Hello,

File Framework is working great on my intranet. But it cannot extract any information from PDF files, like author, title, etc. I tried it with a PDF file which has this information.
It may be a problem related to the handler : in the handlers pages (admin/settings/file/handler), on the PDF line, I see no associated MIME type but I see it is handled by file_slideshow module. But on the MIME types configuration page, I can see the application/pdf MIME type associated to file_module.

Do you know how I could retrieve this information ?

Thank you.

Comments

miglius’s picture

There should not be a MIME type next to the PDF line. So the handlers page is correct.

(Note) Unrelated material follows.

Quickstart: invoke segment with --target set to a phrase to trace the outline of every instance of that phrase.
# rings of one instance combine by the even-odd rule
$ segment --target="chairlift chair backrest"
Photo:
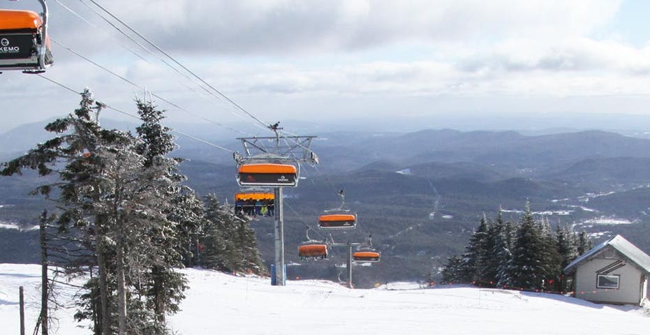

You have to install "pdfinfo" to your server and it should be in the PATH for the user the web server is running as. The module checks if it can find pdfinfo in the path and if it finds, it executes it and extracts the PDF information from the file.

Arto’s picture

Issue tags: +PDF
miglius’s picture

Status: Active » Postponed (maintainer needs more info)

Have you installed the 'pdfinfo' to your server and do you still have this issue?

eternaluxe’s picture

Hi. I'm having the same issue.
www-data is the user
$PATH is /usr/local/sbin:/usr/local/bin:/usr/sbin:/usr/bin:/sbin:/bin:/usr/games
pdfinfo is located at: /usr/bin/pdfinfo

miglius’s picture

Try running manually the pdfinfo command on the server for the file which is not working for you. Is metadata extracted then?

Veggieryan’s picture

for those on centos 5:

"xpdf is gone from CentOS 5. Install poppler:

yum install poppler poppler-utils

as root.

Poppler, a PDF rendering library, it's a fork of the xpdf PDF..."

johanneshahn’s picture

Status: Postponed (maintainer needs more info) » Closed (cannot reproduce)

try latest stable